Писатели-мыслители, писатели-моралисты — Достоевский, Толстой, Гоголь; мы привыкли, что они и в жизни способны и погреметь кандалами на каторге, и пометаться между Христом и рулеткой, и повоевать, и поэпатировать общественное мнение, и уйти умирать из благоустроенного дома или даже уморить себя голодом, а Островского Москвина называет писателем «антилирическим», понимая под этим полное нежелание как-то обнаруживать «процесс бытия» своей личности: Островский открывал миру только результаты.
«Он избегал торопливых речей, ненужных слов, путаных дел, темных историй; политика и особливо болтовня о ней отвращали его — видимо, своей полной антихудожественностью. <…> Это отсутствие крайностей подвигло иных исследователей, избалованных русским трагизмом, на определение жизни Островского как скучной, благополучной, ничем не примечательной».
Избалованных русским трагизмом! Благодаря во множестве рассыпанным остроумным и парадоксальным выражениям эта литературоведческая книга читается с таким же удовольствием, как мало какая художественная. «Вот он идет, наш честный труженик, смолоду пользующийся широкой и прочной славой, в окружении детей и друзей, приветливый и веселый, ловить рыбку в собственном поместье… Какая-то олеография, ей-богу, воскресная проповедь, недосмотрела тут русская жизнь, как она допустила эдакий лубок, удружила, нечего сказать, будущим биографам — так, что им и писать, понимаете, неизвестно о чем».
Сама Татьяна Москвина нашла, однако, о чем написать — в ее книге есть и жизнь, и творчество, и даже художественные убеждения. Которые лично для меня, признаюсь, оказались самыми неожиданными: «Что такое талант, как не ум?»
Этот вроде бы чистейший изобразитель-гиперреалист на знаменитом обеде в честь открытия памятника Пушкину в 1880 году произнес редкую для него публичную речь. И — «ни слова о гении, о даре, о чуде — об уме, только об уме». Это о Пушкине, которому Белинский, присоединив к нему и Гоголя, в уме вообще отказывал: у художников-де весь ум уходит в талант. А вот для Островского…

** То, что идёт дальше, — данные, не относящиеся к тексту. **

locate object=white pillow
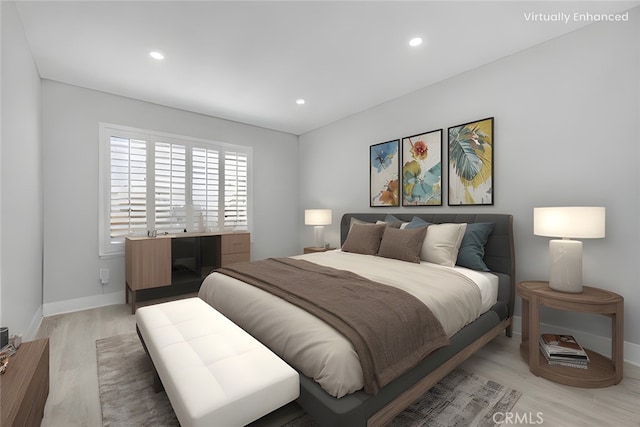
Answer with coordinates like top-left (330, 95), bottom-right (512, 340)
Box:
top-left (420, 223), bottom-right (467, 267)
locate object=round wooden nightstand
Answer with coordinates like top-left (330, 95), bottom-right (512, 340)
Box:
top-left (518, 281), bottom-right (624, 388)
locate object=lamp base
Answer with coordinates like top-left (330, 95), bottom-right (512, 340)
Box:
top-left (313, 225), bottom-right (324, 248)
top-left (549, 239), bottom-right (582, 294)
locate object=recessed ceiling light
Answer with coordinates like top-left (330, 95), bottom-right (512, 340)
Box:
top-left (149, 50), bottom-right (164, 61)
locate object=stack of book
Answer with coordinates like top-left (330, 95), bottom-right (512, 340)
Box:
top-left (540, 334), bottom-right (589, 369)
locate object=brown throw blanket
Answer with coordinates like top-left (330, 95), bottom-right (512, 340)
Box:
top-left (217, 258), bottom-right (449, 394)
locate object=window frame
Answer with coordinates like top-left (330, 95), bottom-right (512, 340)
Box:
top-left (98, 122), bottom-right (253, 259)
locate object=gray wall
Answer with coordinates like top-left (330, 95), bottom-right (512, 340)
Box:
top-left (299, 8), bottom-right (640, 363)
top-left (0, 2), bottom-right (43, 340)
top-left (42, 80), bottom-right (299, 315)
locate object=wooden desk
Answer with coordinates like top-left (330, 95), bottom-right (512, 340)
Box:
top-left (518, 281), bottom-right (624, 388)
top-left (125, 232), bottom-right (251, 314)
top-left (0, 338), bottom-right (49, 427)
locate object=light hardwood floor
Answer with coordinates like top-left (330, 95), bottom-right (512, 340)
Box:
top-left (38, 304), bottom-right (640, 427)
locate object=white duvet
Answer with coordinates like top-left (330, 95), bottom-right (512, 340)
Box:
top-left (199, 251), bottom-right (497, 397)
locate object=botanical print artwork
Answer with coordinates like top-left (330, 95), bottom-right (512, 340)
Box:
top-left (449, 117), bottom-right (493, 205)
top-left (369, 139), bottom-right (400, 207)
top-left (402, 129), bottom-right (442, 206)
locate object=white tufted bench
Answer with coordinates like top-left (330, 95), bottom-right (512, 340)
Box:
top-left (136, 298), bottom-right (300, 427)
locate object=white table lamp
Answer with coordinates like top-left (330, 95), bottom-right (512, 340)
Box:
top-left (304, 209), bottom-right (331, 248)
top-left (533, 206), bottom-right (605, 293)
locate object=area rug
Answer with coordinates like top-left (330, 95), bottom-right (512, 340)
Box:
top-left (96, 332), bottom-right (522, 427)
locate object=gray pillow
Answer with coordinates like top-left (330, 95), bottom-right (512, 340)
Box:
top-left (456, 222), bottom-right (495, 271)
top-left (342, 223), bottom-right (387, 255)
top-left (378, 226), bottom-right (427, 263)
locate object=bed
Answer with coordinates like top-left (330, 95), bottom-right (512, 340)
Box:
top-left (200, 213), bottom-right (515, 426)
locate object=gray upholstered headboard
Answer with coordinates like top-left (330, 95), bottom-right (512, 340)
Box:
top-left (340, 212), bottom-right (516, 322)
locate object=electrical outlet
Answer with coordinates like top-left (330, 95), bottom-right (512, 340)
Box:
top-left (100, 268), bottom-right (109, 285)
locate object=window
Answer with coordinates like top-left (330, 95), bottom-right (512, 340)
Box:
top-left (100, 123), bottom-right (251, 256)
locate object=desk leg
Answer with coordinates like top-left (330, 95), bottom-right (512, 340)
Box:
top-left (611, 302), bottom-right (624, 384)
top-left (528, 295), bottom-right (540, 375)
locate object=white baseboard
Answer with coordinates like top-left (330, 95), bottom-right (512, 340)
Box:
top-left (512, 317), bottom-right (640, 366)
top-left (22, 306), bottom-right (42, 341)
top-left (42, 290), bottom-right (124, 317)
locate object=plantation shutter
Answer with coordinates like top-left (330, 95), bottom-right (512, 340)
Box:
top-left (154, 142), bottom-right (187, 231)
top-left (191, 147), bottom-right (220, 231)
top-left (224, 150), bottom-right (249, 229)
top-left (99, 124), bottom-right (252, 257)
top-left (109, 136), bottom-right (147, 242)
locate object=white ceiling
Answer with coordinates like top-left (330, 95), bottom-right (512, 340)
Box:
top-left (17, 1), bottom-right (640, 135)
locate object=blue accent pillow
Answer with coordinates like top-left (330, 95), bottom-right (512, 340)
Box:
top-left (404, 216), bottom-right (431, 230)
top-left (456, 222), bottom-right (496, 271)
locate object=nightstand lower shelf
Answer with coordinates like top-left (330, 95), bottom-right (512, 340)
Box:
top-left (520, 342), bottom-right (617, 388)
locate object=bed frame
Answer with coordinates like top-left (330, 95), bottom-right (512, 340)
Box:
top-left (297, 213), bottom-right (515, 427)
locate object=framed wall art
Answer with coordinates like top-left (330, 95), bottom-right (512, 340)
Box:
top-left (448, 117), bottom-right (493, 206)
top-left (402, 129), bottom-right (442, 206)
top-left (369, 139), bottom-right (400, 207)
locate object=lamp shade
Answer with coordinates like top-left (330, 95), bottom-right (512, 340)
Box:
top-left (304, 209), bottom-right (331, 225)
top-left (533, 206), bottom-right (605, 239)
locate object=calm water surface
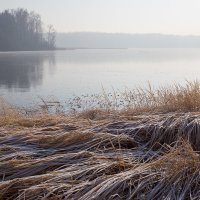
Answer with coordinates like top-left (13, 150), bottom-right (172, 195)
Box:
top-left (0, 49), bottom-right (200, 106)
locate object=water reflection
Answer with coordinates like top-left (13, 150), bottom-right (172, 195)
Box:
top-left (0, 52), bottom-right (55, 91)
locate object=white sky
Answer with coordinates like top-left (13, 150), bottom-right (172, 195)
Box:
top-left (0, 0), bottom-right (200, 35)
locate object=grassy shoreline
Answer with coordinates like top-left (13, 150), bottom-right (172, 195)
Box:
top-left (0, 81), bottom-right (200, 200)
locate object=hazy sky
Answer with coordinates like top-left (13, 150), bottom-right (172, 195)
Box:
top-left (0, 0), bottom-right (200, 35)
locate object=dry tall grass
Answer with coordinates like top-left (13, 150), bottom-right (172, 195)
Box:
top-left (0, 82), bottom-right (200, 200)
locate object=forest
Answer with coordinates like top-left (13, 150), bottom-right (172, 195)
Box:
top-left (0, 8), bottom-right (56, 51)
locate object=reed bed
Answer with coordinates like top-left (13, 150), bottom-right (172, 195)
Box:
top-left (0, 82), bottom-right (200, 200)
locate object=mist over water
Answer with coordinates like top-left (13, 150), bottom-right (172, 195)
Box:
top-left (0, 49), bottom-right (200, 106)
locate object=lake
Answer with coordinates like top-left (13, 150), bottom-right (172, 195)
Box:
top-left (0, 49), bottom-right (200, 106)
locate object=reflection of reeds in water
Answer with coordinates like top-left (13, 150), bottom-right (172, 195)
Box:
top-left (0, 82), bottom-right (200, 200)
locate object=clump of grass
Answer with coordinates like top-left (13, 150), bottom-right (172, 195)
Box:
top-left (0, 82), bottom-right (200, 200)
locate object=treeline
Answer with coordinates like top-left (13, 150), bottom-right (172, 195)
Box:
top-left (0, 8), bottom-right (56, 51)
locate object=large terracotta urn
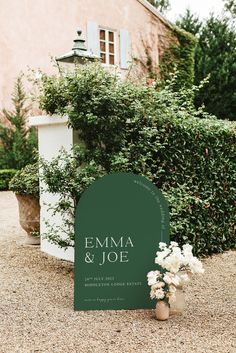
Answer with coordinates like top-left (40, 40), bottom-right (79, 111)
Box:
top-left (16, 194), bottom-right (40, 245)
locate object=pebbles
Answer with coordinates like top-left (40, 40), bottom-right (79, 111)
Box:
top-left (0, 192), bottom-right (236, 353)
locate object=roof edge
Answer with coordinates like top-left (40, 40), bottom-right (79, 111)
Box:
top-left (137, 0), bottom-right (175, 29)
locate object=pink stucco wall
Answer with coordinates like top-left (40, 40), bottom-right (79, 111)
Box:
top-left (0, 0), bottom-right (173, 108)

«Первая заслуга великого поэта в том, что через него умнеет всё, что может поумнеть»; «Поэт дает и самые формулы мыслей и чувств. Богатые результаты совершеннейшей умственной лаборатории делаются общим достоянием»; «Пушкиным восхищаются и умнеют»; «Наша литература обязана ему своим умственным ростом»; «Нам остается только делать, чтобы Россия производила поболее талантов, пожелать русскому уму поболее развития и простора».
Как можно понять, ум Островский имеет в виду не аналитический, а творческий, не разлагающий на части нечто уже существующее, но созидающий нечто новое.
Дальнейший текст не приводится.